Le point de départ, c'est la décision, très discrète, d'EDF et de son actionnaire, l'Etat, d'adosser le régime de retraite maison au régime général. L'opération, clament les politiques, le ministre de la Santé, Philippe Douste-Blazy en tête, est neutre. Selon eux, elle n'aura aucune incidence négative pour les retraités ou les clients d'EDF. Voire. Si les salariés et retraités d'EDF-GDF, ces héros du travail, peuvent dormir tranquilles, tel n'est pas le cas pour les futurs retraités du privé. Leur régime, qui a été réformé à grand fracas l'an dernier - alors que celui des électriciens, pourtant bien plus favorable, n'a pas été touché d'un iota -, risque d'être bousculé. La CGT a gagné la bataille de haute lutte. Même l'intraitable Sarkozy a arbitré en faveur d'intérêts corporatistes au détriment de l'intérêt général... Voici donc l'histoire édifiante de ce scandale à la française.
Au coeur de l'affaire : la situation économique et financière d'EDF-GDF, immense paquebot qui réalise un chiffre d'affaires de 44,9 milliards d'euros. EDF est l'une des plus grandes entreprises du pays et le premier électricien mondial ! Aucune entreprise d'électricité sur la planète ne possède pareil parc de centrales nucléaires : 58 réacteurs et, à partir de 2012, de nouvelles tranches avec l'EPR, qui sera implanté à Flamanville, dans le Cotentin (coût : 3 milliards d'euros). Aucune entreprise privée, dans aucun pays, n'aurait pu développer un programme nucléaire comme l'a fait EDF dans les années 70 et 80. Les sommes en jeu étaient trop importantes et les risques en cas de défaillance de la série de centrales trop élevés. Sans la garantie en or du Trésor, EDF n'aurait pas la configuration qu'elle a aujourd'hui. C'est cette garantie, justement, qui, peu à peu, s'efface et change la donne. EDF n'est plus une sorte de régie nationale d'électricité, elle devient une entreprise.

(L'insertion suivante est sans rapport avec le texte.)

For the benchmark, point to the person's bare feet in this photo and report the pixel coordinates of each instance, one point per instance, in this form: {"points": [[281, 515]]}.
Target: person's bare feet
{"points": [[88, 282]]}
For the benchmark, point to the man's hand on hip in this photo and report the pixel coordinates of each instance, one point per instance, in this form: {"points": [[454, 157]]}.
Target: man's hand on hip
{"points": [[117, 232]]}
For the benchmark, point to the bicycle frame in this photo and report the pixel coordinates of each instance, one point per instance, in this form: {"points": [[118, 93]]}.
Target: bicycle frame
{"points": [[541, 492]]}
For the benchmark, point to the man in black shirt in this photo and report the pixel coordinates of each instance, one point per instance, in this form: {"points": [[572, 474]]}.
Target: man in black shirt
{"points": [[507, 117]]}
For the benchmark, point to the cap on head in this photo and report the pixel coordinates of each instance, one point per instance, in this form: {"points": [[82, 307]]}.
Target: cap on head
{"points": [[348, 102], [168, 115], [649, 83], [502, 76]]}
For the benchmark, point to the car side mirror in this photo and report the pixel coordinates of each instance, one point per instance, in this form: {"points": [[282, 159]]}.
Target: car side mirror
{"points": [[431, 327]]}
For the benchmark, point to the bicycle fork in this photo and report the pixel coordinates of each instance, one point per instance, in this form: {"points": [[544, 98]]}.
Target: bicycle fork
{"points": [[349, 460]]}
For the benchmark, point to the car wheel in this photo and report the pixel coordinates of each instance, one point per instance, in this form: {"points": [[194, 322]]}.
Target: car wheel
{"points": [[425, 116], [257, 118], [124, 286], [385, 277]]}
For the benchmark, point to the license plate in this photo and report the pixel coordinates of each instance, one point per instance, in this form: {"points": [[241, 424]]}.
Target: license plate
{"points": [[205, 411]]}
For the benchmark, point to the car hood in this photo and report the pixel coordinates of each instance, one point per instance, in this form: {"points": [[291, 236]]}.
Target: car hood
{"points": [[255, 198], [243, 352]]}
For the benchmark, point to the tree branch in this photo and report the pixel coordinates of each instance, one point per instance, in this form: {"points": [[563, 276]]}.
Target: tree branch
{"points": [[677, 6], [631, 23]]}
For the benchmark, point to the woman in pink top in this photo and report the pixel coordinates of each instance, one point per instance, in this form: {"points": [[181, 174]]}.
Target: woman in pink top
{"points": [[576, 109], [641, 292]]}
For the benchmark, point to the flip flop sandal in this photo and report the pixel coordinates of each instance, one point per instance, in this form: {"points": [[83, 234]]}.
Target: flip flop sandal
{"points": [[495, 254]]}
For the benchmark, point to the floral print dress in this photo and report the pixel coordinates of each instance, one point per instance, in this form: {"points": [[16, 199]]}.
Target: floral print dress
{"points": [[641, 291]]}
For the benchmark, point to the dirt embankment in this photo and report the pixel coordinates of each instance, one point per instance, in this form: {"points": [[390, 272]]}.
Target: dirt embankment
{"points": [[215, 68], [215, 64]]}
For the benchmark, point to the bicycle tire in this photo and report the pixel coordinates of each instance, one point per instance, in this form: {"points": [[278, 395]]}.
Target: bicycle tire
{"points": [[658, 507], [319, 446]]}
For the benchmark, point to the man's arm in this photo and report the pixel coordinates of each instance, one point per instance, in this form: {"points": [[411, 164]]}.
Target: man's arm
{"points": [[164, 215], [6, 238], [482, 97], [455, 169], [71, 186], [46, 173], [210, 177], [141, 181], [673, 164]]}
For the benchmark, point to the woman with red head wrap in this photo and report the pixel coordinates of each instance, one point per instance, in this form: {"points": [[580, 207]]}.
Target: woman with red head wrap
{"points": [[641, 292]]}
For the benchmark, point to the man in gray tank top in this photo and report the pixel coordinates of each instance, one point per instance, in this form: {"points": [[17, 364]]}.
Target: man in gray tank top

Bruxelles exige en effet du champion national qu'il coupe ses liens avec l'Etat, qu'il accepte la concurrence, ouvre son territoire... Ce à quoi, pour ne pas perdre son rang, EDF réagit en prenant des positions, parfois hasardeuses, à l'étranger. Cette forme de banalisation s'est traduite en août par un acte majeur, le changement de statut d'EDF, qui est devenue une société anonyme. Ce virage s'est conjugué avec l'adoption de nouvelles normes comptables imposées par Bruxelles. Des changements auxquels elle pouvait d'autant moins se soustraire qu'EDF, qui n'a pas reçu un sou de l'Etat depuis vingt-deux ans, manque de fonds propres et se trouve condamnée à une vaste opération vérité. Mais, dira-t-on, qu'est-ce que cela peut bien avoir à faire avec les retraites ?
Eh bien, cette transparence obligée exige que les retraites soient provisionnées. Autrement dit que l'entreprise déclare le montant des droits à la retraite acquis par ses agents. Aujourd'hui, en effet, c'est l'entreprise EDF qui verse directement les retraites. Un système qui fonctionne en circuit fermé. L'entreprise paie, chaque mois, ses agents, mais aussi ses retraités. La Bourse et les marchés financiers auxquels EDF est destinée à se confronter n'ont rien contre. A condition que des provisions soient constituées pour honorer ces charges futures. Or, si EDF provisionne ses retraites, ce n'est pas compliqué : elle est en faillite. Car les ordres de grandeur sont impressionnants, de l'ordre de 60 milliards d'euros. Alors, que faire ? Comment sortir de l'impasse ?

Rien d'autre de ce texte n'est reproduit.